Marksistler genel olarak demokrasiden söz etmezler. Zira egemen ve sömürülen- ezilen sınıfların mevcudiyetinde herkes için genel bir demokrasi yoktur. Egemen sınıflar için demokrasi olan, ezilen sınıflar için diktatörlükten ibarettir. Bu anla­mıyla en demokratik burjuva cumhuriyeti dahi burjuvazi için demokrasi, ezilen sınıflar için diktatörlüktür. Elbette bu analizin gereği, burjuva demokratik hak ve özgürlükler için mücadeleyi gereksizleştirmez. Aşağıda ayrıntılandıracağım gibi burjuva demokrasisi için mücadele, sınıf mücadelesinin ayrılmaz bir parçası ve gereğidir. Ancak, sınıfsal içeriğinden koparılmış ya da sınıfsal içeriği gizlen­miş bir demokrasi mücadelesi sorunludur. İşçi sınıfı, demokrasi mücadelesini reformlarla sınırlandırmaz. Reformlarla sınırlı bir mücadele reformculuktur. “Reformculuk, sermayenin egemenliği ayakta kaldığı sürece, tek tük düzeltmelere bakılmaksızın her zaman ücretin kölesi olarak kalacak işçilerin burjuva tarafın­dan aldatılmasıdır.”[37] Böylesi bir aldatmaya hizmet edecek genel bir demokrasi söylemi ve demokrasi mücadelesi, işçi sınıfının ve ezilen sınıfların sınıf mücade­lesini geliştirmelerine hizmet etmez. Tersine kapitalizmi güçlendirir. “Burjuva­zinin işçilerin isteğini kırmasına ve güçlerini ellerinden almasına yarayan bir alete dönüşür”[38] Dolayısıyla, “işçiler Marx’ın öğretisini benimserlerse, yani sermayenin egemenliği sürüp gittikçe ücret köleliğinin kaçınılmaz olduğu konusunda aydın­lığa kavuşurlarsa, hiçbir türden burjuva reformlarına aldanmazlar. Kapitalizm var olduğu sürece reformların ne sürekli, nede ciddi olabileceğini bilerek, işçiler, iyileştirmeler için savaşırlar ve ücret köleliğine karşı savaşımı daha da sert biçimde sürdürmek için iyileştirmelerden yararlanırlar”[39]

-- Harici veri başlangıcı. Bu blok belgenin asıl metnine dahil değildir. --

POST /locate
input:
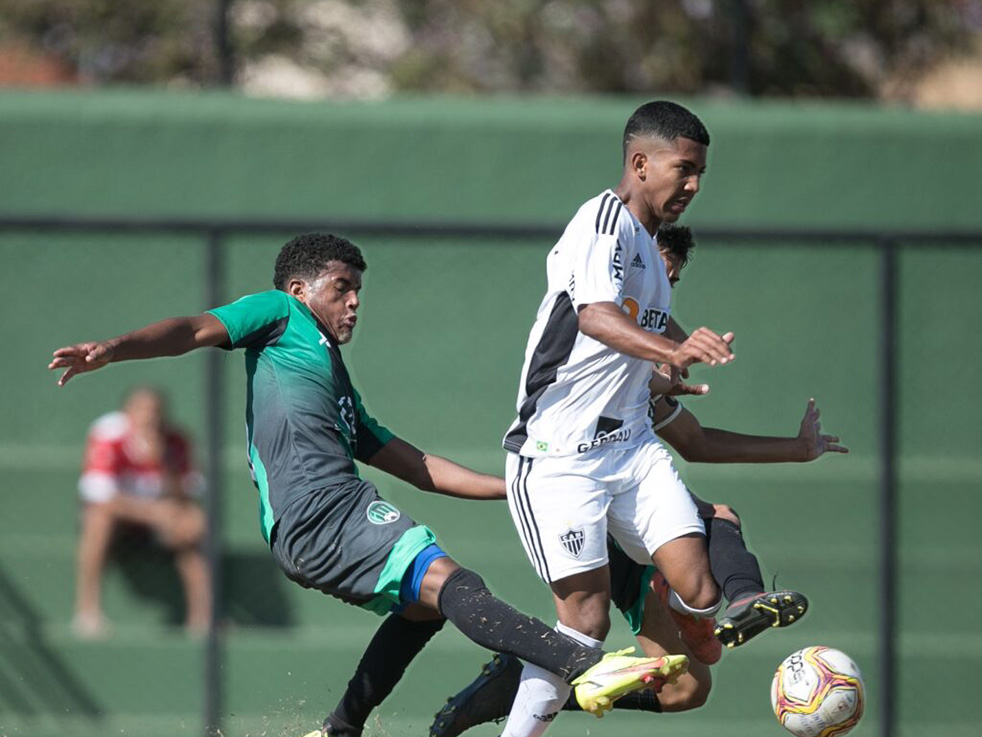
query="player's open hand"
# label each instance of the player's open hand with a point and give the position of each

Bu perspektif devrimci demokrasi mücadelesi perspektifidir. Ancak böyle bir perspektifle devrimin yolu açılabilir. Demokrasi mücadelesinin; nihai amaç proleter devrim ve tam komünizm mücadelesinden koparılmasına ve sınıf mü­cadelesinin kavramları olan; devrim, sömürü ve komünizmden arındırılıp; de­mokratikleşme, adalet, eşitlik ve özgürlük kavramlarına sıkıştırılmış biçimde sürdürülmesine karşı durulabilir.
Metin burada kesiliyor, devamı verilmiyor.